Studium der Psychologie: bedingungslose Kapitulation vor der

Psychologie aktuell: Studium der Psychologie: bedingungslose Kapitulation vor der Maschinerie des getakteten Lehrplans
20-01-17
Studium der Psychologie: bedingungslose Kapitulation vor der Maschinerie des getakteten Lehrplans
Unbehagen an einem leidenschaftslosen Studium löste bei jungen Psychologinnen und
Psychologen eine neue Entwicklung aus: In mehreren Universitäten entstanden
Arbeitsgruppen für eine kritische Psychologie. In der aktuellen Ausgabe der Fachzeitschrift
"Psychologie & Gesellschaftskritik" stellen Akteure ihre Reflexionen und Aktionen vor.
Charlotte Busch und Tom Uhlig schreiben: "Das bornierte Distinktionsbedürfnis der Psychologie
gegenüber den Nachbardisziplinen der Human- und Sozialwissenschaften, ihr paranoid verteidigter
naturwissenschaftlicher Standesdünkel, der pseudoexakte Methodenkanon und seine langweilige
Gleichförmigkeit, das Fehlen von intellektuellen Herausforderungen und die proklamierte apolitische
Haltung schlugen uns aufs Gemüt, bevor uns Möglichkeiten zur Verfügung standen, Kritik daran zu
artikulieren. Diese konsolidierte sich erst aus einer immanent kritischen Auseinandersetzung mit der
akademischen Psychologie, ihren blinden Flecken und erkenntnistheoretischen Schwachstellen."
"Die Methodenrezepte der Psychologie halten den eigentlichen Gegenstand vom Leibe und bieten
einen schützenden Raum, der dem Bedürfnis nach arbeitsmarktgerechter Integration entgegenkommt.

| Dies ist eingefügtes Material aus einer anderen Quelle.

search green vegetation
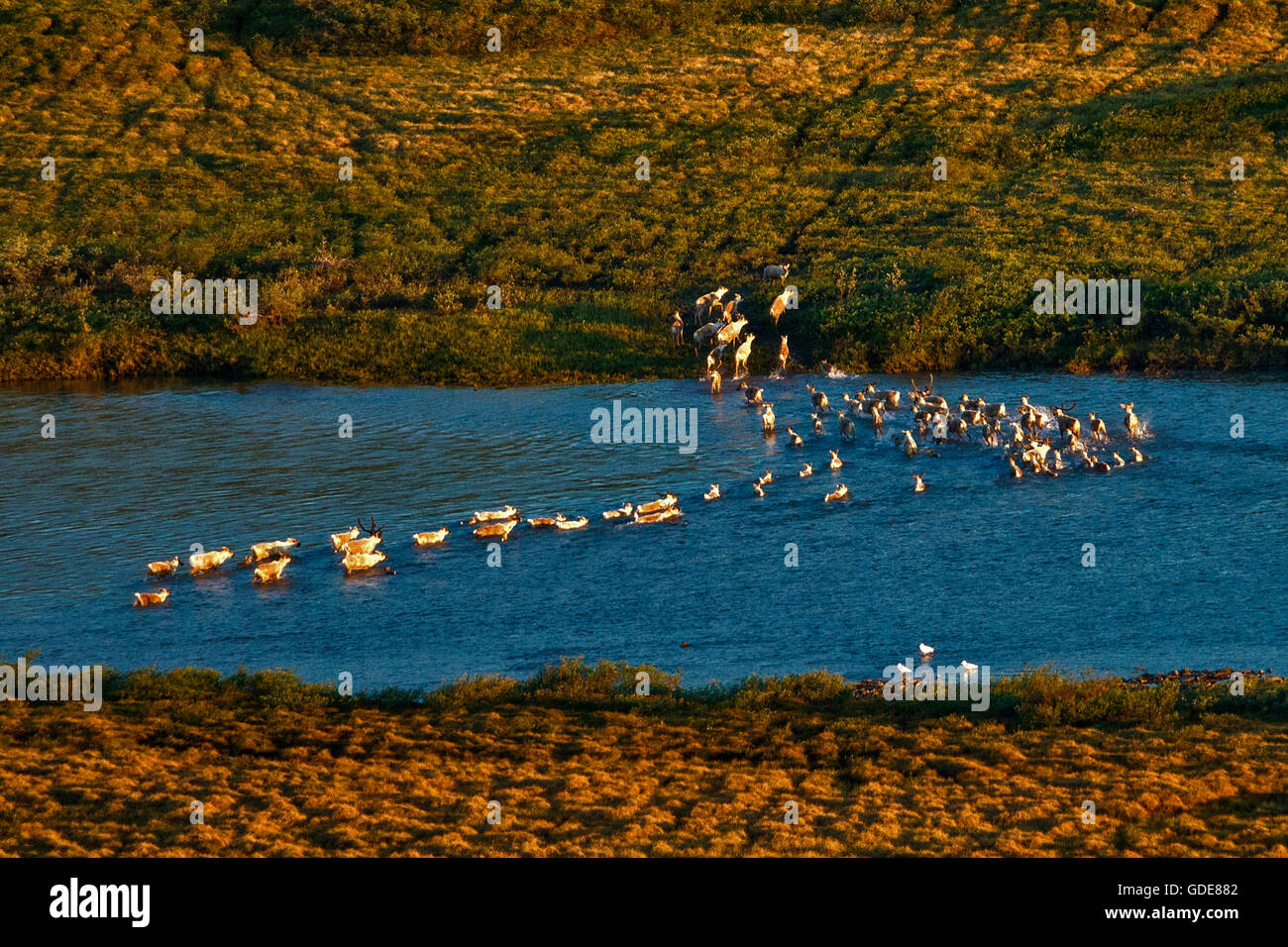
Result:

Es steht zu befürchten, dass das verschulte, anwendungsorientierte Studium und die Angst, fernab
der marktgängigen Psychologie nicht bestehen zu können, eine Generation von PsychologInnen
vergesellschaftet, deren Begriff von psychischen und sozialen Phänomenen sich im Erreichen von
statistisch-objektiver Reliabilität und der Vermeidung kumulativer Alpha-Fehler erschöpft.
Nicht nur beim Gros der Studierenden ist die bedingungslose Kapitulation vor der Maschinerie des
Psychologiestudiums zu beobachten; die meisten Lehrenden inkorporieren ebenso unhinterfragt ihre
Rolle als AgentInnen des Arbeitsmarkts und treiben mit Akribie die paradigmatische Geschlossenheit
des Fachs voran - nicht ohne sich dabei in Erinnerungen an die eigene, zumindest nachträglich als
rebellisch imaginierte Studienzeit zu ergehen: Oft nutzen die nunmehr arrivierten Studierenden von
68ff. die Gelegenheit, ihren Studierenden nicht ohne Wehmut mitzuteilen, man habe früher ja noch
ganz anders, selbstbestimmter und interessengeleitet, studiert, bevor sie sich wieder in den
Stundenplan eintakten, den sie selbst erstellt haben ..."
Psychologie & Gesellschaftskritik 3/2016. Schwerpunktthema: Autonomes Studieren?